概要
What is YouTube MCP Server?
A Model Context Protocol (MCP) server that integrates with the YouTube Data API, allowing AI language models to retrieve video details, search content, fetch transcripts, analyze channels, and compare performance metrics through a standardized tool interface.
How to use YouTube MCP Server?
Install via npm or Smithery, set the required YOUTUBE_API_KEY environment variable (and optional YOUTUBE_TRANSCRIPT_LANG), then add the server to your MCP client configuration. Invoke any of the nine provided tools (e.g., getVideoDetails, searchVideos, getTrendingVideos) to interact with YouTube content.
Key features of YouTube MCP Server
- Retrieve detailed video information and statistics
- Search videos by keywords with configurable results
- Fetch multi‑language, time‑stamped video transcripts
- Get related videos based on YouTube's recommendation algorithm
- View detailed channel statistics (subscribers, views, count)
- Obtain a channel's most viewed videos
- Calculate engagement ratios (views, likes, comments)

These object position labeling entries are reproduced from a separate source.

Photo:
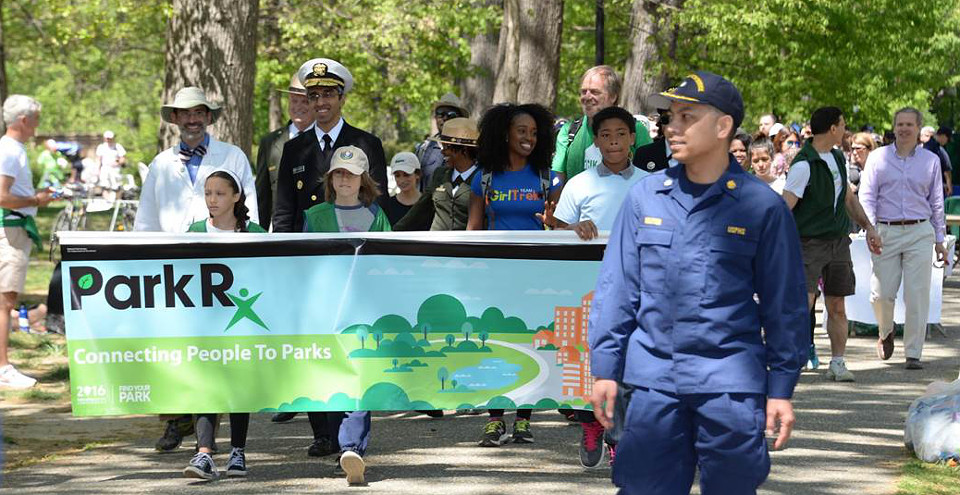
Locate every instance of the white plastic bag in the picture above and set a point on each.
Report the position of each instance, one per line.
(933, 423)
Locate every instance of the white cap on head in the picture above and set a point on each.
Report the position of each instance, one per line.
(351, 159)
(405, 162)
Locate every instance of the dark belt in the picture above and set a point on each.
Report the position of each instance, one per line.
(902, 222)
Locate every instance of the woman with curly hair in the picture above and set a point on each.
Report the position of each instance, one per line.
(512, 193)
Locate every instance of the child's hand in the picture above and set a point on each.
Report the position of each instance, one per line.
(547, 216)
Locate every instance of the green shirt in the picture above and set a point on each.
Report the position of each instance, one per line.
(201, 226)
(572, 158)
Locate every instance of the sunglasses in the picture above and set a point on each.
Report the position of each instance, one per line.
(447, 114)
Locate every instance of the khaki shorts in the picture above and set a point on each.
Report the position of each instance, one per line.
(15, 246)
(829, 259)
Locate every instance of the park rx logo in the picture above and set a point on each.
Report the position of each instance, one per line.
(167, 289)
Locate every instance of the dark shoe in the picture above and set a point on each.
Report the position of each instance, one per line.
(885, 347)
(322, 447)
(434, 413)
(494, 433)
(353, 467)
(237, 465)
(591, 445)
(282, 417)
(172, 437)
(521, 431)
(201, 466)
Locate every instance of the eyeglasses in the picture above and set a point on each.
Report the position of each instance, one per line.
(326, 94)
(447, 114)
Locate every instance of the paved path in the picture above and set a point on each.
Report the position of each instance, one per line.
(849, 441)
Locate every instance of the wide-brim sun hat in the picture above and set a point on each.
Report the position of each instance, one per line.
(188, 98)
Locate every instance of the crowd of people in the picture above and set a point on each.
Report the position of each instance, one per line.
(701, 216)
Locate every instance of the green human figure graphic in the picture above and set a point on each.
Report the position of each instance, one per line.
(245, 309)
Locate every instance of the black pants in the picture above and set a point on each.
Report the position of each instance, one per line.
(521, 413)
(239, 423)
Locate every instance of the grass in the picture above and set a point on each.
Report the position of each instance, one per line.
(921, 478)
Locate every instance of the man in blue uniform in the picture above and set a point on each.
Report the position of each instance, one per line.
(700, 258)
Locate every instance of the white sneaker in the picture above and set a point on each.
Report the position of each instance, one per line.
(838, 372)
(10, 377)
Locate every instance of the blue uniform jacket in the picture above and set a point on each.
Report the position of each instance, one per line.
(675, 308)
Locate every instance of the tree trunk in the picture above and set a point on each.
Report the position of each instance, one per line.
(529, 52)
(3, 69)
(508, 54)
(212, 45)
(271, 48)
(653, 42)
(542, 27)
(477, 90)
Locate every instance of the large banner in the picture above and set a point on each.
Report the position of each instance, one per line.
(313, 322)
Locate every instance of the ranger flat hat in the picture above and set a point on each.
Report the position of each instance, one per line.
(460, 131)
(449, 100)
(704, 88)
(325, 72)
(187, 98)
(296, 87)
(351, 159)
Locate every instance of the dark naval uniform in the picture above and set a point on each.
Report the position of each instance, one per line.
(675, 316)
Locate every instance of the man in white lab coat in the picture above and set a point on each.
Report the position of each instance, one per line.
(172, 194)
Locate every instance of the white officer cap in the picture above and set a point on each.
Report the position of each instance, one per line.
(325, 72)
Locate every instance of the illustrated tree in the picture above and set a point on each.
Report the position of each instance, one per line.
(362, 333)
(442, 375)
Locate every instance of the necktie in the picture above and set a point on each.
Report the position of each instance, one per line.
(327, 150)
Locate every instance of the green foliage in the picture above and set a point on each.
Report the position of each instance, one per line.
(791, 57)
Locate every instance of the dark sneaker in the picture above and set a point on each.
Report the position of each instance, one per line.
(885, 347)
(201, 466)
(435, 413)
(283, 417)
(237, 465)
(591, 445)
(494, 433)
(521, 431)
(172, 437)
(322, 447)
(353, 466)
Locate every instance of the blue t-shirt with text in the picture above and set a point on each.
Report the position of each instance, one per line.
(514, 198)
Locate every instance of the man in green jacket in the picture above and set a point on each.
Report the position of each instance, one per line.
(823, 204)
(575, 152)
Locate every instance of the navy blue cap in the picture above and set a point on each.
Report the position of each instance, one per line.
(705, 88)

- Discover trending videos by region and category
- Compare statistics across multiple videos simultaneously
Use cases of YouTube MCP Server
- Research video performance and engagement for content analysis
- Extract transcripts and captions for accessibility or summarization
- Discover trending content per region or category for trend analysis
- Analyze channel growth and top‑performing videos for marketing
- Compare metrics across several videos to benchmark performance
FAQ from YouTube MCP Server
What runtime is required?
Node.js 18.0.0 or higher.
How do I obtain a YouTube API key?
Access the Google Cloud Console, create or select a project, enable the YouTube Data API v3, and generate an API key under credentials.
What environment variables must be set?
YOUTUBE_API_KEY is required; YOUTUBE_TRANSCRIPT_LANG (default 'ko') is optional.
How are transcripts retrieved?
Use the getTranscripts tool with video IDs and an optional language parameter; the server returns time‑stamped captions.
How should I keep my API key secure?
Never commit the key to version control; manage it through environment variables or configuration files and set usage limits in the Google Cloud Console.